Il est un peu dommage qu’il n’approfondit pas cette piste, même si il aborde largement (et courageusement) les ambivalences qui sont liées à « l’ethnicité » et au fameux débat sur les mal nommées « statistiques ethniques ».
Le passage consacré à cette question me semble typique de la perspective du rapport : envisager une politique de la diversité non dans une optique différentialiste ou communautarisante, mais comme un moyen d’avoir un horizon véritablement universaliste, d’échapper à un communautarisme majoritaire. « Faire de l’équité un moyen pour l’égalité » est-il explicitement déclaré.
A partir de là le débat est explicitement engagé avec le « républicanisme ». Le but de Wieviorka et de son équipe est de faire comprendre à une mentalité française dominante rétive qu’il faut savoir appliquer au domaine culturel le dépassement de l’égalitarisme abstrait effectué depuis longtemps sur le plan social.
Effectivement, l’établissement de la laïcité est allé de pair avec la critique de l’universalisme abstrait, de l’égalitarisme abstrait. Le rapport cite Anatole France parlant de « cette majestueuse égalité devant la loi qui permet aux riches comme aux pauvres de dormir la nuit sous les ponts. ».

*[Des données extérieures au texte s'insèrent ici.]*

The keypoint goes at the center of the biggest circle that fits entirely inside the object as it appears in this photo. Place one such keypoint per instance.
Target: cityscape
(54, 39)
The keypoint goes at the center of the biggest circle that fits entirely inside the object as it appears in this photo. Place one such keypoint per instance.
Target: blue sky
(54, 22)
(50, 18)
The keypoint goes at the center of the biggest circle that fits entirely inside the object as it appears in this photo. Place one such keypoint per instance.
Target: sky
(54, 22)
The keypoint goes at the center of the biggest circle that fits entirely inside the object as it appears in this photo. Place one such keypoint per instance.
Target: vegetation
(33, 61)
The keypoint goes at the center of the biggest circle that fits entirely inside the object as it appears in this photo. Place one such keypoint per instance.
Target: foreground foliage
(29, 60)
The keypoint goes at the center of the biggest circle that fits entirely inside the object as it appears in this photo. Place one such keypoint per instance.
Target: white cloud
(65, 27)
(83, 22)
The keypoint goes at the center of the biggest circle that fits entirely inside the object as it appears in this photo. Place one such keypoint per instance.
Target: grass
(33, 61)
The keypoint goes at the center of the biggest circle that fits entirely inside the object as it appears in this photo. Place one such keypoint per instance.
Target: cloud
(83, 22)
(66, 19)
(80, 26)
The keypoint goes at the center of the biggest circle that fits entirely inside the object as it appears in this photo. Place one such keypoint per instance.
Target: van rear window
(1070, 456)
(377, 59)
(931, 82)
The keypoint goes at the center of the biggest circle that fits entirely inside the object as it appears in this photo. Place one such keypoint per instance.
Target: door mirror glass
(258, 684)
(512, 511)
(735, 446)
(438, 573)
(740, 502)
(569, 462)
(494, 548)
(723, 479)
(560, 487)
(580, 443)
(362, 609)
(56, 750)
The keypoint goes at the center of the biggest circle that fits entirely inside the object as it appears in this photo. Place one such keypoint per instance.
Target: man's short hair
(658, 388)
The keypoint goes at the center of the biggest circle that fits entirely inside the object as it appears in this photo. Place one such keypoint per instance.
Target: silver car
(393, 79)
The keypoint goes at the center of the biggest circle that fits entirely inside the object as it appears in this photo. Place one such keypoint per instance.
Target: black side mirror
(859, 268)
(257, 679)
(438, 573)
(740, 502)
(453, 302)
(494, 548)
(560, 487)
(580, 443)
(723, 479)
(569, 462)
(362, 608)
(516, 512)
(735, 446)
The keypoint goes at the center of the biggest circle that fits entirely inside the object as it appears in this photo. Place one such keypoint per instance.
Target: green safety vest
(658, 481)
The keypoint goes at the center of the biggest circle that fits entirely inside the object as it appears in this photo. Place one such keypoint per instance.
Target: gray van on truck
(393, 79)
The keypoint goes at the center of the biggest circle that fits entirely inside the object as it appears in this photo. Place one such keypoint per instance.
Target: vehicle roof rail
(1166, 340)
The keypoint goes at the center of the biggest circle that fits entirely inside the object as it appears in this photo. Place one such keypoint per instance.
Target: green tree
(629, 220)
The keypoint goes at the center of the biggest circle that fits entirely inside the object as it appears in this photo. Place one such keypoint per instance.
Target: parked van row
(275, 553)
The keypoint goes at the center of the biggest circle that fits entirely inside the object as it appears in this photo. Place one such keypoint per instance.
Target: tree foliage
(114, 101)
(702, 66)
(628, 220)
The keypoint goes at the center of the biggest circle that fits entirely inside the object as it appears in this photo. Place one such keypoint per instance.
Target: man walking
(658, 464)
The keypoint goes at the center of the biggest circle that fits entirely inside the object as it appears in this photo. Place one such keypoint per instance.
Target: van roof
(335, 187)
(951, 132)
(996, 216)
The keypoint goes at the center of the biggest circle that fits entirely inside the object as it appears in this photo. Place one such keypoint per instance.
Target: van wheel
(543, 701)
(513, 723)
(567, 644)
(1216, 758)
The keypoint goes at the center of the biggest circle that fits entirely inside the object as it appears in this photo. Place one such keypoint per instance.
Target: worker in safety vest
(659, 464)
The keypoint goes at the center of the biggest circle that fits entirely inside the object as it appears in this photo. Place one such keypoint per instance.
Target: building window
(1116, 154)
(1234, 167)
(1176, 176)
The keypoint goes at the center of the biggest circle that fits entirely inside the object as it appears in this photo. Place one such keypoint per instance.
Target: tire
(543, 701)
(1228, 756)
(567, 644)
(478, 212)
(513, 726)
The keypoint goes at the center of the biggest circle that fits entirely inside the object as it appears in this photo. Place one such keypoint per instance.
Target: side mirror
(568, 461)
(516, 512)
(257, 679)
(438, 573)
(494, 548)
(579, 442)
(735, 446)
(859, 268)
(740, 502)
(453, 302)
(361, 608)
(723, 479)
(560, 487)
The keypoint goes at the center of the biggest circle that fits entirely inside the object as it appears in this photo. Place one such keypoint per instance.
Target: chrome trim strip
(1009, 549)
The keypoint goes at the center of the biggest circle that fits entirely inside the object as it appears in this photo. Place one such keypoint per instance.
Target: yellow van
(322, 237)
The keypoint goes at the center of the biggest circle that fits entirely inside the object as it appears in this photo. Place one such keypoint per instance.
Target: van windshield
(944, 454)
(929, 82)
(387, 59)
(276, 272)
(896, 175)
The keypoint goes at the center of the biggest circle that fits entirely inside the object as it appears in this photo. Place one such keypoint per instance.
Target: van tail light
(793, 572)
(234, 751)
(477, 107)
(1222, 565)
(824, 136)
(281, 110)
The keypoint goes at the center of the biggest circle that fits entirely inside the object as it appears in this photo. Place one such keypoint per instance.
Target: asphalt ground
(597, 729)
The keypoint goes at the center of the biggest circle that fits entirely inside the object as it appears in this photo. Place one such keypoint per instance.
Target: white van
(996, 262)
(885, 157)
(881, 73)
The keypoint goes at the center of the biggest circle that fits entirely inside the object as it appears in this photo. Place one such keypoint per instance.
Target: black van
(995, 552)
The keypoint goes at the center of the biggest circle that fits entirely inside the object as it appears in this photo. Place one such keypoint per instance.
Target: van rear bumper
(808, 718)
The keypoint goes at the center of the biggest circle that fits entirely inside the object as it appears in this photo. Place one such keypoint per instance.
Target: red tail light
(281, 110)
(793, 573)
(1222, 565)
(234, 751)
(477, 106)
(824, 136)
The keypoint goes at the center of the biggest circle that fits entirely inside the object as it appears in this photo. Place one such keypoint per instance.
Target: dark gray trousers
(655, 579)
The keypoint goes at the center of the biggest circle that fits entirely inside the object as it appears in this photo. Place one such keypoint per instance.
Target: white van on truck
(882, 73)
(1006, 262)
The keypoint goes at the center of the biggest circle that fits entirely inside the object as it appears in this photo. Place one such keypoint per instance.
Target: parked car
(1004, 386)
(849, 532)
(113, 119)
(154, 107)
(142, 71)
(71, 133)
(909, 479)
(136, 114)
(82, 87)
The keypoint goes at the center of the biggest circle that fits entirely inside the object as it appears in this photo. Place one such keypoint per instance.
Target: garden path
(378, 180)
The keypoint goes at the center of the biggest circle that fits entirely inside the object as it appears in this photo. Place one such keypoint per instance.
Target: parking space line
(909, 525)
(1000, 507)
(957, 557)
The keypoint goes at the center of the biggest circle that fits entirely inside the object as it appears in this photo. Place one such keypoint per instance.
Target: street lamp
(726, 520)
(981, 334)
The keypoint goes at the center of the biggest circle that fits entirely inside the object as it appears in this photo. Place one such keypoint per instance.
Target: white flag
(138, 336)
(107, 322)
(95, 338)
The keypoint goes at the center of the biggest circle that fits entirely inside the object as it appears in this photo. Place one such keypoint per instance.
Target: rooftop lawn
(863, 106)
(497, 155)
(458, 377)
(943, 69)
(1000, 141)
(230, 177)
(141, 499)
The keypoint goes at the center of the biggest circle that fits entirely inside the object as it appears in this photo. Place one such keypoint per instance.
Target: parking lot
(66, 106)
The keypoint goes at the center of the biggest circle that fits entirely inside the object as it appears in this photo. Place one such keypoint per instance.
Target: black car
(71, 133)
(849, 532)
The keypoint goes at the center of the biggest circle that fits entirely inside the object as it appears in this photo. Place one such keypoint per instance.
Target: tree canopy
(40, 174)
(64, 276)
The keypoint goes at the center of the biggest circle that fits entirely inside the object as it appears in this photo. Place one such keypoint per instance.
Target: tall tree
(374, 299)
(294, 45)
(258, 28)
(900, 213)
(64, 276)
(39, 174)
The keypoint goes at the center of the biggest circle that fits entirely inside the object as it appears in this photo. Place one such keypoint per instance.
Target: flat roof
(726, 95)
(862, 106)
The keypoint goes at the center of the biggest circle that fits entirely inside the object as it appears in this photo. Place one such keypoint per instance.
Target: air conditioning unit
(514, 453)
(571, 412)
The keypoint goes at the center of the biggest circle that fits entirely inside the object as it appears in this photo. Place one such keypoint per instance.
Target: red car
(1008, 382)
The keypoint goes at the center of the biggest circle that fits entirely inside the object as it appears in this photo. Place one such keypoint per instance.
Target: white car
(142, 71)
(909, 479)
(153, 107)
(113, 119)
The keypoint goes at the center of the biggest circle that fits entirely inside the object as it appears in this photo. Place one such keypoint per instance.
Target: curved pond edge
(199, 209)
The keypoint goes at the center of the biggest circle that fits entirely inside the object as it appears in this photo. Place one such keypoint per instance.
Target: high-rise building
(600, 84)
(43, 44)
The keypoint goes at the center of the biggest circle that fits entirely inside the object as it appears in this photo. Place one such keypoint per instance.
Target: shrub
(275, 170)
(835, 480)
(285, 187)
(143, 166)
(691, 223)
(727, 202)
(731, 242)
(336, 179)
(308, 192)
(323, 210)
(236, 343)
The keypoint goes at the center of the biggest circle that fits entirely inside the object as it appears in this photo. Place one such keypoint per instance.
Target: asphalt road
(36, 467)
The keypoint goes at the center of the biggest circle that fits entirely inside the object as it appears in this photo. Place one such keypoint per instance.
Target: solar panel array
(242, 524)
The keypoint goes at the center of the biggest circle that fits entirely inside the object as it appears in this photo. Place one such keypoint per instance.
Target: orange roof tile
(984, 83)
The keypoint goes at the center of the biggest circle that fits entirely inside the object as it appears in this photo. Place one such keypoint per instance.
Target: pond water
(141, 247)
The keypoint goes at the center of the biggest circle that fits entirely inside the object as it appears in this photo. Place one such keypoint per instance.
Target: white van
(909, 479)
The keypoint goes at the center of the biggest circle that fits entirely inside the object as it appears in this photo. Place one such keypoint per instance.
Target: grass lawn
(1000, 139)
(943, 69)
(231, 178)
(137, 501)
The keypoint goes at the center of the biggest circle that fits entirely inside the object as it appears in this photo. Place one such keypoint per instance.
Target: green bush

La morale laïque de la Troisième République a mis au cœur de son enseignement, ce que l’on appelait alors « la doctrine de la solidarité », elle a insisté sur la mutualité ; la création de la Sécurité sociale juste après la guerre a été un effet de la laïcité à la française et de ses préoccupations sociales.
On pourrait trouver aujourd’hui des phrases équivalentes à celles d’Anatole France : « la majestueuse égalité devant la loi qui permet aux hommes et femmes de toutes couleurs d’élire des hommes blancs pour diriger le pays », par exemple. Ou encore : « la majestueuse égalité devant la loi qui permet aux personnes de toutes religions de célébrer le dimanche chrétien et la Toussaint catholique ».
Ou enfin, dans un autre genre : « la merveilleuse indignation face au thème lepéniste et xénophobe de la « préférence nationale » alors que plus de 6 millions d’emplois publics sont, en France, ‘ conditionnés par des critères de nationalité’» comme le rapport l’indique.
Etc, etc : les internautes qui en ont envie peuvent inventer des phrases de ce type et les mettre en commentaire.
Chacun voit midi à sa porte. Je vais faire violence à mon immense modestie connue de tout le système solaire (et seule cette modestie obsessionnelle m’empêche de vous parler d’autres galaxies) pour indiquer que j’avais abordé, il y a deux ans, dans un chapitre de mon livre L’intégrisme républicain contre la laïcité (le chapitre 5 exactement) des thèmes que je retrouve dans l’ouvrage. En revanche, j’ai appris beaucoup des pages consacrées à la recherche pharmaceutique et médicale.
Je savais vaguement qu’elle devait tenir compte de différences génétiques particulières, mais je ne m’étais pas intéressé plus que cela à la question et le rapport m’a convaincu de son importance. Avec des exemples précis et convaincants, le rapport montre que « certaines populations développent des maladies qui leur sont relativement spécifiques, ou réagissent de façon différentes à des médicaments ».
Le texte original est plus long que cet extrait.